Knights, ladies turn clock back during 'Gatalop'
Mobile Register, 10/26/03
By STEVE MYERS
Fort Gaines on Dauphin Island was filled with the sounds of men engaged in combat on Saturday, but it didn't have anything to do with the Civil War. These men were from a time 1,000 years earlier, when royalty held court, and knights bested each other with sword and shield.
The swords used Saturday were just wooden, but the participants sought to keep the rest of their costumes and lifestyle authentic. They wore specially designed metal helmets, chain mail suits and metal armor on their arms and legs.
Other aspects of medieval life were on display at the 20th annual festival called "Gatalop," but fighting was center stage. All over the fort's grounds, knights whapped each other with swords and deflected blows, looking for the one good hit that would bring the enemy down.

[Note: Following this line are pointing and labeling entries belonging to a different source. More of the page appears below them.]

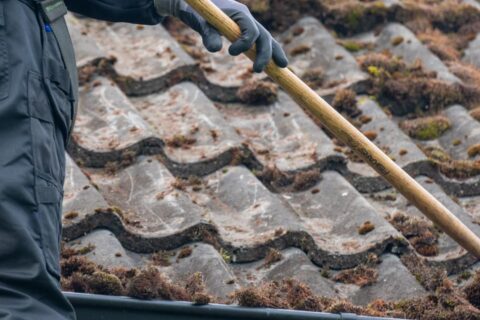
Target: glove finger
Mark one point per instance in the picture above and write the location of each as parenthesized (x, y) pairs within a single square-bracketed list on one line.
[(279, 55), (249, 31), (212, 40), (192, 20), (264, 50)]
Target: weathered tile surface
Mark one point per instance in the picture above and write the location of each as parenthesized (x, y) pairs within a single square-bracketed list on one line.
[(311, 47), (282, 135), (123, 194), (400, 41)]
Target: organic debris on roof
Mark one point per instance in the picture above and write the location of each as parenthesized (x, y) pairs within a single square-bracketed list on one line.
[(210, 180)]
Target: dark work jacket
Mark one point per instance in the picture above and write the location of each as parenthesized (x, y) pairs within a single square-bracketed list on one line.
[(133, 11)]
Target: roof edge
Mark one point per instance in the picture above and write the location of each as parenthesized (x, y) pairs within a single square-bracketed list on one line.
[(123, 308)]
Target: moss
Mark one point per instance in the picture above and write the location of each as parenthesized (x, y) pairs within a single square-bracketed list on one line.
[(227, 256), (104, 283), (86, 250), (77, 264), (145, 285), (420, 233), (355, 46), (195, 287), (258, 6), (71, 215), (258, 92), (475, 113), (365, 228), (185, 253), (361, 276), (410, 89), (150, 284), (161, 259), (315, 78), (460, 169), (445, 47), (345, 101), (473, 151), (301, 49), (429, 277), (437, 154), (306, 179), (427, 128), (396, 41)]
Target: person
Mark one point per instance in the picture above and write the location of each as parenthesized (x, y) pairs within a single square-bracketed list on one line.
[(38, 95)]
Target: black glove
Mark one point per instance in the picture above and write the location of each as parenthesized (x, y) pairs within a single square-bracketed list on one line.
[(252, 31)]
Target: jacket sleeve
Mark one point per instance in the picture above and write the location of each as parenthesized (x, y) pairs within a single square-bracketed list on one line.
[(133, 11)]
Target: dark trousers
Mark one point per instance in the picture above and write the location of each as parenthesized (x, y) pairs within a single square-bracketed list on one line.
[(35, 116)]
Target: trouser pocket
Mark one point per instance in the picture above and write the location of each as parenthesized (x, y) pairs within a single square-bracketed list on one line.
[(49, 219), (49, 123), (4, 59)]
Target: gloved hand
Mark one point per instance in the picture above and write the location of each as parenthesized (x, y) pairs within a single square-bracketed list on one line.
[(252, 31)]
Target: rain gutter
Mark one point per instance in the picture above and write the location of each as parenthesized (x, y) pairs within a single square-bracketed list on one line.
[(98, 307)]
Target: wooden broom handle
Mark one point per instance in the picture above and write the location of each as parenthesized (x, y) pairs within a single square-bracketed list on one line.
[(348, 134)]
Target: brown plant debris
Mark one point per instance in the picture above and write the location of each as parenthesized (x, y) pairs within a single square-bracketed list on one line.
[(456, 169), (258, 92), (419, 232), (82, 275), (445, 47), (445, 303), (161, 259), (273, 256), (289, 181), (473, 151), (150, 284), (366, 227), (361, 276), (410, 89), (472, 291), (185, 253), (371, 135), (180, 141), (427, 128)]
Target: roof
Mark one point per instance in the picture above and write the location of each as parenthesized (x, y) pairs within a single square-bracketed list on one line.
[(177, 148)]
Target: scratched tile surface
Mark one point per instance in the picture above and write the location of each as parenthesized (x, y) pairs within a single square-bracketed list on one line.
[(167, 154)]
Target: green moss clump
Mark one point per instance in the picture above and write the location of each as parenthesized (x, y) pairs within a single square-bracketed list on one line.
[(437, 154), (427, 128), (352, 46), (105, 283)]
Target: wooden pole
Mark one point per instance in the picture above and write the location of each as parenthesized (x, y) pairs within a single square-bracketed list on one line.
[(348, 134)]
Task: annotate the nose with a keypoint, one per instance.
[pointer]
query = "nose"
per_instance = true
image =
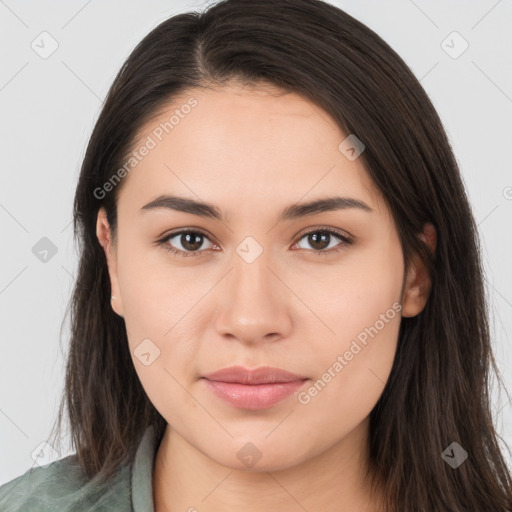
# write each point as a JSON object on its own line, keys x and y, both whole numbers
{"x": 253, "y": 303}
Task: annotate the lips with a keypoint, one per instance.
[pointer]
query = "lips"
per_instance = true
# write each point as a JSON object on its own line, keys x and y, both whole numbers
{"x": 260, "y": 388}
{"x": 262, "y": 375}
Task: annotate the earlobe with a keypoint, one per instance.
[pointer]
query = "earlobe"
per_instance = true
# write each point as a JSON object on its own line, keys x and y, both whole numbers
{"x": 104, "y": 234}
{"x": 418, "y": 282}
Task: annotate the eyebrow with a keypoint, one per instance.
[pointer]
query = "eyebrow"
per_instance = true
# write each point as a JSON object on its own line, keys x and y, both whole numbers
{"x": 329, "y": 204}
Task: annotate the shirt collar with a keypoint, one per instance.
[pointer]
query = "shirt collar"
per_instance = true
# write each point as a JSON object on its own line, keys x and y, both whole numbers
{"x": 142, "y": 473}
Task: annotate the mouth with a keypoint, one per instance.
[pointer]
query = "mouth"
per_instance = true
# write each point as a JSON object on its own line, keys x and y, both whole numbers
{"x": 259, "y": 388}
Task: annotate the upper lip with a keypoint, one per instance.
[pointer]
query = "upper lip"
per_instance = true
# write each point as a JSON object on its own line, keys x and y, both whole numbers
{"x": 262, "y": 375}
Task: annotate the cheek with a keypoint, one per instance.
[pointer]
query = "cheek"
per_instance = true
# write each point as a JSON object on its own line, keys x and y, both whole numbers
{"x": 353, "y": 363}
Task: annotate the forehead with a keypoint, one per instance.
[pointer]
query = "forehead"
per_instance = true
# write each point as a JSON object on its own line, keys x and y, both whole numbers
{"x": 244, "y": 145}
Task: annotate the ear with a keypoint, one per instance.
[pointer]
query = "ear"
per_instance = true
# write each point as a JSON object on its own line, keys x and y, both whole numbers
{"x": 418, "y": 284}
{"x": 104, "y": 235}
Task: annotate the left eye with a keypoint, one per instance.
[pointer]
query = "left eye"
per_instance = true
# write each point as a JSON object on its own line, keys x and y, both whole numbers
{"x": 191, "y": 241}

The best fighter there was a 12th century Norman by the name of Gareth.
His job in the modern world is in the information technology field, but at festivals like this, he is king. He earned that title by beating everyone else at another annual tournament held elsewhere. Gareth, or Dwayne Sisk, has earned the title six times.
He said he got into the medieval culture when someone saw him at a hobby store and asked if he wanted to be a fighter. "I said, 'Yeah, I want to be a fighter!'"
Most of Saturday's fighters wore several pieces of leather and metal armor, but Sisk wore less than most -- because he's quick and doesn't need much, according to one observer.
Noting the elaborate armor and dress on display around him, Sisk said the equipment has come a long way since he first taped carpet remnants together for armor and wore a Freon can for a helmet.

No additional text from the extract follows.